In practice, as soon as you use accounting software or an ERP, you fall within the scope of the obligation. Only accounts kept entirely "by hand" in paper registers are, in theory, excluded — a now extremely rare case.
The standardized format: 18 mandatory fields
The FEC is a flat text file, with fields separated by a tab or a pipe character (|). The file name itself follows a rule: SIRENFECYYYYMMDD.txt, where the SIRET number (the SIREN, in fact) and the closing date identify the company and the financial year.
Each entry must include 18 mandatory columns, in a precise order:
- JournalCode — journal code
- JournalLib — journal label
- EcritureNum — entry number
- EcritureDate — posting date
- CompteNum — account number from the general chart of accounts
- CompteLib — account label
- CompAuxNum — sub-ledger account number (customer/supplier)
- CompAuxLib — sub-ledger account label
- PieceRef — reference of the supporting document
- PieceDate — document date
- EcritureLib — entry label
- Debit — debit amount
- Credit — credit amount
- EcritureLet — reconciliation code
- DateLet — reconciliation date
- ValidDate — validation date
- Montantdevise — amount in currency (where applicable)
- Idevise — currency identifier
A few structuring rules: entries must be validated and locked (a draft entry has no place in a compliant FEC), the numbering sequence must be continuous and chronological, and the sum of debits must equal the sum of credits. Collected and deductible VAT amounts appear naturally through class-44 accounts.
How an audit of computerized accounts unfolds
The FEC is handed over at the start of a tax audit. Two procedures coexist.
The on-site accounting audit
During an on-site accounting audit (vérification de comptabilité), the auditor visits the company. At the very start of the work, they request the FEC in digital form.

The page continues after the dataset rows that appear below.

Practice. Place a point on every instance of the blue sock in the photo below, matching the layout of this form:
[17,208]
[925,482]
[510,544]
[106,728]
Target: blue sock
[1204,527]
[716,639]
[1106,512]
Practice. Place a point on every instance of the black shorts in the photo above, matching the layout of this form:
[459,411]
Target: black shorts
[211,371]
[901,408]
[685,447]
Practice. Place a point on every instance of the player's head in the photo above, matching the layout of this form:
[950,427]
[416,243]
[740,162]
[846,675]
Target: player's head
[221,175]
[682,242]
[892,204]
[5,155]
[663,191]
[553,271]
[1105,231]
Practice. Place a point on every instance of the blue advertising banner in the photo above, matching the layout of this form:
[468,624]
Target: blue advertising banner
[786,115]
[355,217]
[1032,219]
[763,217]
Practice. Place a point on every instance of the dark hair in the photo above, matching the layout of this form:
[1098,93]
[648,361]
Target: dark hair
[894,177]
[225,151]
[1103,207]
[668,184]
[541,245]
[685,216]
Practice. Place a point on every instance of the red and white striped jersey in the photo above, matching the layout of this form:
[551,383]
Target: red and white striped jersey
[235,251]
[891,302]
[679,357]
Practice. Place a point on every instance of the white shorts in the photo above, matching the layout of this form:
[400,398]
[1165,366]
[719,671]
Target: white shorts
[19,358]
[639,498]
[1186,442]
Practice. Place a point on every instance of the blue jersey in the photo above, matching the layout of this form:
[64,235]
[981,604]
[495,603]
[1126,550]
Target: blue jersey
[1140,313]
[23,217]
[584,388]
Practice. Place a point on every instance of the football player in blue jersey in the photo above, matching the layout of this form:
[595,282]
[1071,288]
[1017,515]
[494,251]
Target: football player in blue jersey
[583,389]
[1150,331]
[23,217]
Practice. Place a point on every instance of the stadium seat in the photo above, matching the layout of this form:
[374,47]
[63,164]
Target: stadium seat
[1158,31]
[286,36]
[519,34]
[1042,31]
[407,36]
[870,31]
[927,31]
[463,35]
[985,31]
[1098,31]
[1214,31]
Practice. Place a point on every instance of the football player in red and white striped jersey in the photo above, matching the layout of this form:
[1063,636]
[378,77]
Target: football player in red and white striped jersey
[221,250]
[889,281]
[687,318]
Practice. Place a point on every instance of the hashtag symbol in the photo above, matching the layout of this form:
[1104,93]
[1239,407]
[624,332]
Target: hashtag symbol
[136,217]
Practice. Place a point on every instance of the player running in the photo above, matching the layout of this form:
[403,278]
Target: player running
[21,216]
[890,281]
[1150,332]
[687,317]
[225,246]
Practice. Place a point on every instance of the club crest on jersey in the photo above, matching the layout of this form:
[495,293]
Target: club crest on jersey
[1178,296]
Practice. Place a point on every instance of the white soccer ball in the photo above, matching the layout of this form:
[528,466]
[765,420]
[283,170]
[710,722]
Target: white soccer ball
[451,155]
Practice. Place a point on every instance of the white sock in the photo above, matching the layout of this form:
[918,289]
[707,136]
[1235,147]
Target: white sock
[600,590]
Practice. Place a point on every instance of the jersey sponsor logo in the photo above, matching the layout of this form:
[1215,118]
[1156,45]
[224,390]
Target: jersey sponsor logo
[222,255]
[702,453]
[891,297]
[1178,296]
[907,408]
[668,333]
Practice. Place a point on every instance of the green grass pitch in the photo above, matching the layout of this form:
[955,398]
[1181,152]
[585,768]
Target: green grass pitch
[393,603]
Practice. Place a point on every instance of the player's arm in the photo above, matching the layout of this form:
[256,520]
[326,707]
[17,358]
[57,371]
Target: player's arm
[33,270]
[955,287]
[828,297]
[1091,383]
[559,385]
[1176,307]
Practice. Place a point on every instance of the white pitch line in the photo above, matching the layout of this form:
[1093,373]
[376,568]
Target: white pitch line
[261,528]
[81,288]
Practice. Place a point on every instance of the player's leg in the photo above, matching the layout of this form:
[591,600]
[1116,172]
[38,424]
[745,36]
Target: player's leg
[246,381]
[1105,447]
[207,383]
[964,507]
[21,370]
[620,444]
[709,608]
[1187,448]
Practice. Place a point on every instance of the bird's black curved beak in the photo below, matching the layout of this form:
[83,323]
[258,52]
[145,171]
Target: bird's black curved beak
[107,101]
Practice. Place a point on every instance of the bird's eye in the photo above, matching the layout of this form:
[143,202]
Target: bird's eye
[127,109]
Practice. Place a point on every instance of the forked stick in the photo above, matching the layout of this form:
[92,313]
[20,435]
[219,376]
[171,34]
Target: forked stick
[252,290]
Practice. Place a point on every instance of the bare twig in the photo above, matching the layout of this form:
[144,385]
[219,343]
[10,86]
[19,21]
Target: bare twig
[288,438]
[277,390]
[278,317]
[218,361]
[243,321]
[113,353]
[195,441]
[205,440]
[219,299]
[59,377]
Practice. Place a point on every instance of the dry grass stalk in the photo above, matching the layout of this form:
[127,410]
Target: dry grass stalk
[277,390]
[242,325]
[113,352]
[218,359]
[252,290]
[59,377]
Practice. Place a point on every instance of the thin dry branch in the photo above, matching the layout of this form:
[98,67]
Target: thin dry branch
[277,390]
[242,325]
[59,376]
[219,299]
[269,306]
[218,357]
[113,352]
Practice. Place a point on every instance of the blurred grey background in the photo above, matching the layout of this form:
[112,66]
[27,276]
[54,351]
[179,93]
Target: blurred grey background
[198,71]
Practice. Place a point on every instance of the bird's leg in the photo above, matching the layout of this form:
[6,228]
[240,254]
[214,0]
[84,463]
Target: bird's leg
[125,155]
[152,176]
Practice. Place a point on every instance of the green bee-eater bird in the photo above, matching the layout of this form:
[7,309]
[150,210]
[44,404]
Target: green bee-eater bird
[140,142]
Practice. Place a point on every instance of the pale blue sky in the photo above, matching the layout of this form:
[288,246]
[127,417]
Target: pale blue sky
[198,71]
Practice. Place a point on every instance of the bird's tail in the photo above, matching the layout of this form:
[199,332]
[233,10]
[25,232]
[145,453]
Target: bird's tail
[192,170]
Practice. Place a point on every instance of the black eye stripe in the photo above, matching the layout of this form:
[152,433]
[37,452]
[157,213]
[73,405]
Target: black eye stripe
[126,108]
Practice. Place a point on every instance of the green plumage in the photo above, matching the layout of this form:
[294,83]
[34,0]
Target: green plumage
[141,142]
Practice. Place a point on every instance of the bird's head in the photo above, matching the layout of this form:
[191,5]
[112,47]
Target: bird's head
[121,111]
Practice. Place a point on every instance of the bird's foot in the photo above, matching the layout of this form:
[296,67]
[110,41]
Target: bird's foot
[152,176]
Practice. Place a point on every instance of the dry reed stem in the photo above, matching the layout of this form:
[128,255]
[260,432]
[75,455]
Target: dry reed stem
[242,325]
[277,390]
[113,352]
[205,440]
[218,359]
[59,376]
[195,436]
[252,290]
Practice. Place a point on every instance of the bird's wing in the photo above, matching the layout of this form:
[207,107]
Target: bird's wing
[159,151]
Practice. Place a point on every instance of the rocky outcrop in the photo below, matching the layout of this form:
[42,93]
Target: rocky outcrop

The file then lets them carry out computer processing: sorting, cross-checking, consistency controls, VAT recalculations, analysis of atypical year-end entries, and so on.

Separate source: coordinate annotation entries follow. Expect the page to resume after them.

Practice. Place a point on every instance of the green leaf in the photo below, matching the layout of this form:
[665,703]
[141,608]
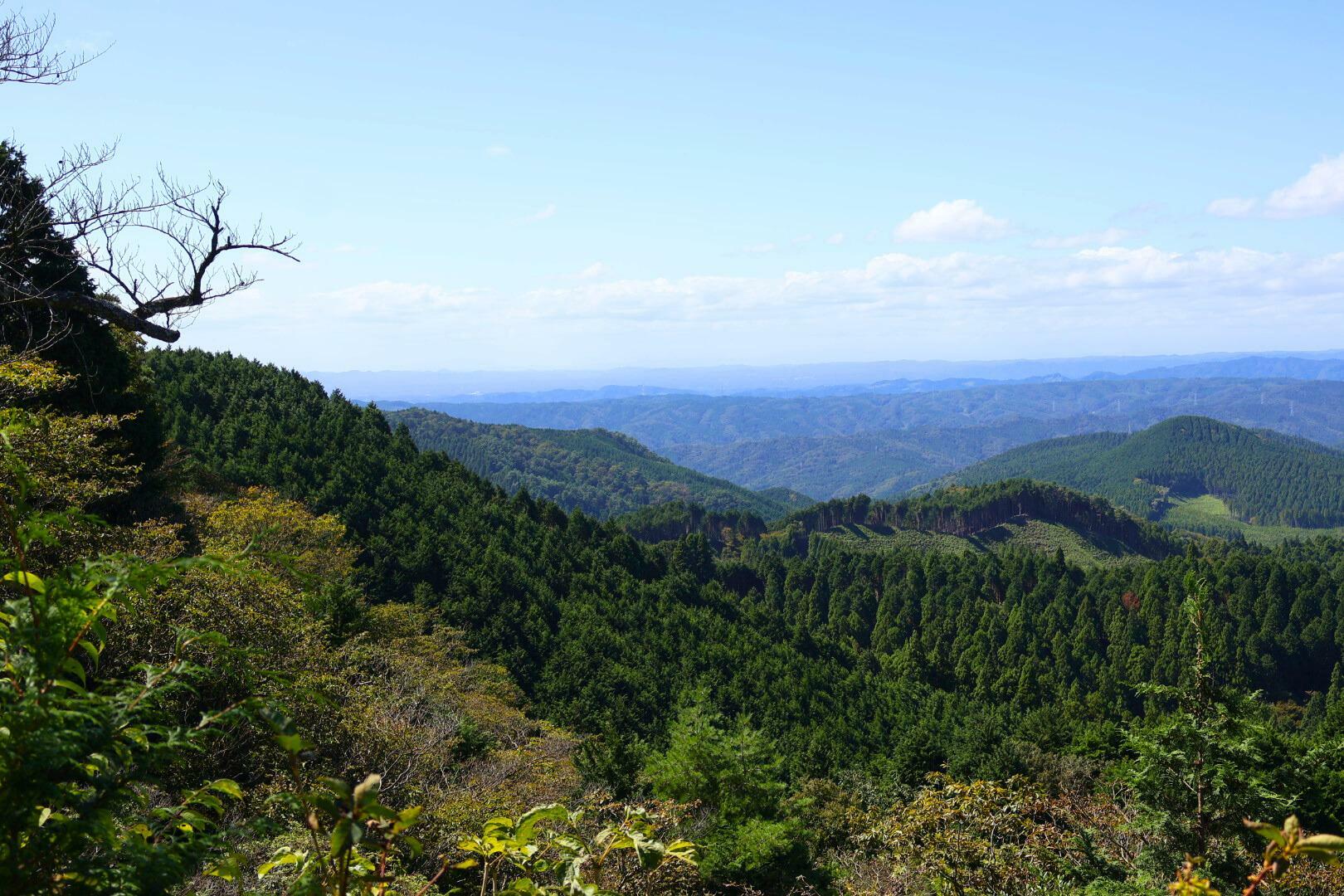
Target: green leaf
[26,579]
[1266,830]
[227,786]
[527,821]
[1322,841]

The remote accounting examination
More recent, the remote accounting examination (examen de comptabilité, Article L13 G of the LPF) takes place from the administration's offices. The company receives an examination notice and then has a 15-day window to submit its FEC. The agent performs the analyses remotely, then communicates their conclusions.
In both cases, a file that is non-compliant, incomplete, or not provided exposes the company to a fine set out in Article 1729 D of the French Tax Code. Beyond the penalty, a defective FEC can lead to rejection of the accounts and a reconstruction of taxable income by the administration — a far heavier risk.
How to check and export your FEC
Good news: the DGFiP provides a free tool, "Test Compta Demat," which checks the compliance of a FEC (structure, fields, consistency of totals) ahead of any audit. The healthy habit is to generate your file and run it through this tool every year, at closing.
On the production side, the export must be native to the accounting software. A good FEC export requires:
- continuous, validated entry numbering, with no gaps or draft entries;
- correctly labeled accounts tied to the chart of accounts;
- clean reconciliation (lettrage) of third-party accounts, essential to justify balances;
- a compliant encoding and separator (the test tool immediately flags any header or format anomaly).
Within eyeot, the finance module keeps the journal, the trial balance, and sub-ledger accounts in a structured way, which makes it possible to produce a file in the expected format. Invoicing feeds the sales entries upstream, while the document management module stores the supporting documents referenced in the FEC — an asset when the auditor asks to match an entry to its document.
In summary
The FEC is not a minor formality: it is the entry point of any audit of computerized accounts. Mastering its format, validating your entries continuously, and testing its compliance each year turn a source of stress into a simple closing routine.